Она встречает нас с серьезным лицом. Ее родители стоят возле чемоданов с таким видом, как будто только что отошел «Ориент-экспресс», на который они опоздали. Остальные гости перетаскивают вещи под толстые своды домашней часовни.
— Могу ли я закурить?
— Пожалуйста, — отвечает Эстерхази, наружно нисколько не удивившись вопросу подполковника.
Он медленно закуривает.
— Кто мог поджечь?
У графини чуть-чуть приподнимаются брови.
— Мы сами удивляемся.
— Странно…
— Из наших там никого не было. — Она щурит глаза, что-то припоминая. — Ночью я слышала, как кто-то ходил наверху. Может быть, кто-нибудь из солдат. Темно. Он мог зажигать бумагу. Бумаг много, мебель сухая. Достаточно искры…
— В самом деле… Все возможно… — задумывается Пузыревский.
Я вспоминаю, как старик выбивал из своей трубки пепел на пол… Но доискиваться причин пожара — нет времени, да и не стоит. Ясно, что злого умысла ни с чьей стороны нет. Пузыревский — того же мнения.
— Не волнуйтесь, — говорит он графине. — Пожар мы потушим. Распорядитесь, чтобы ваши люди помогали нам тушить.

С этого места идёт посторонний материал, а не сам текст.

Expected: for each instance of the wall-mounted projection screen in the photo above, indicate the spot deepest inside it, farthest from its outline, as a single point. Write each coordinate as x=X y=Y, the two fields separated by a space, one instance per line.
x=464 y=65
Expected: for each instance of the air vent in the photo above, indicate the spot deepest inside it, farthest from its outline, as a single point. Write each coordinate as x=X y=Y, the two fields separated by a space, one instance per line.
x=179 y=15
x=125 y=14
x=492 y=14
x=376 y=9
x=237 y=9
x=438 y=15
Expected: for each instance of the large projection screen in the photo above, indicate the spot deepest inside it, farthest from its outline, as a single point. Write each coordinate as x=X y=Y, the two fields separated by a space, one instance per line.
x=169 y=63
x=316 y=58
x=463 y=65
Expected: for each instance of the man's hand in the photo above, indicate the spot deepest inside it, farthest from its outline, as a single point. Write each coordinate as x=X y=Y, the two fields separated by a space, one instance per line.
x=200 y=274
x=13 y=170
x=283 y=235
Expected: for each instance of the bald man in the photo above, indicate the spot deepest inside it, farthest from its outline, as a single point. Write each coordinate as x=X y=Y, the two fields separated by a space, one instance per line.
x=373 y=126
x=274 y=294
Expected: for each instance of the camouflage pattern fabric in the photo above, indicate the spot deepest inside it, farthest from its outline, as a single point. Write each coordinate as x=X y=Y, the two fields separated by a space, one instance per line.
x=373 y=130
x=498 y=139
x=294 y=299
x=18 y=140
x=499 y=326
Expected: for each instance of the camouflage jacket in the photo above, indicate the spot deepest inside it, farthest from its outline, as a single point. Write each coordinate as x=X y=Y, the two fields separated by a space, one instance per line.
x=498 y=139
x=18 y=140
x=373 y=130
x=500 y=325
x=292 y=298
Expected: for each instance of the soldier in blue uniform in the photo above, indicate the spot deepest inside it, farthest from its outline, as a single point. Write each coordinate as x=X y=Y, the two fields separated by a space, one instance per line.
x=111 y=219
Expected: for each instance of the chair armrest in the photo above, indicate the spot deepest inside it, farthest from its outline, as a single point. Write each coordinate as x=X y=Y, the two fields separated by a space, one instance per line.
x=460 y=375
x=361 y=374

Полковые разведчики, остававшиеся в замке, уже перепиливают стропила на чердаке, снимают паркет и двери в смежных с огнем комнатах.
Рыжеволосый, известный на всю дивизию смельчак Наточий в маскировочных брюках, перевязанных у щиколоток, тащит по двору длинную лестницу.
— Постелите солому! — кричит он. — Мебель буду выбрасывать!
Он влезает на второй этаж и из комнат, наполненных дымом, осторожно спускает во двор на разостланную солому кресла, диваны, столы, картины.
Бланкенштайн принимается помогать бойцам перепиливать стропильные балки. Крахмальный воротничок на нем смялся, но зато шея свободно вращается, и дело спорится.
Две служанки, супруга агронома и мадемуазель Бланш, под предводительством Нади, носят из пруда воду, сливая ее в ванны. У каждой что-либо одно — ведро или садовая лейка, а у Нади два ведра. Бланш, тяжело дыша, часто останавливается, опуская маленькую лейку на землю, и с восхищением смотрит на Надю бледноголубыми строгими глазами.
Эстерхази поспевает всюду. То заливает водой пламя, то вместе с бойцом двигает по комнате шкаф. Из перчаток торчат ее голые, черные от работы пальцы.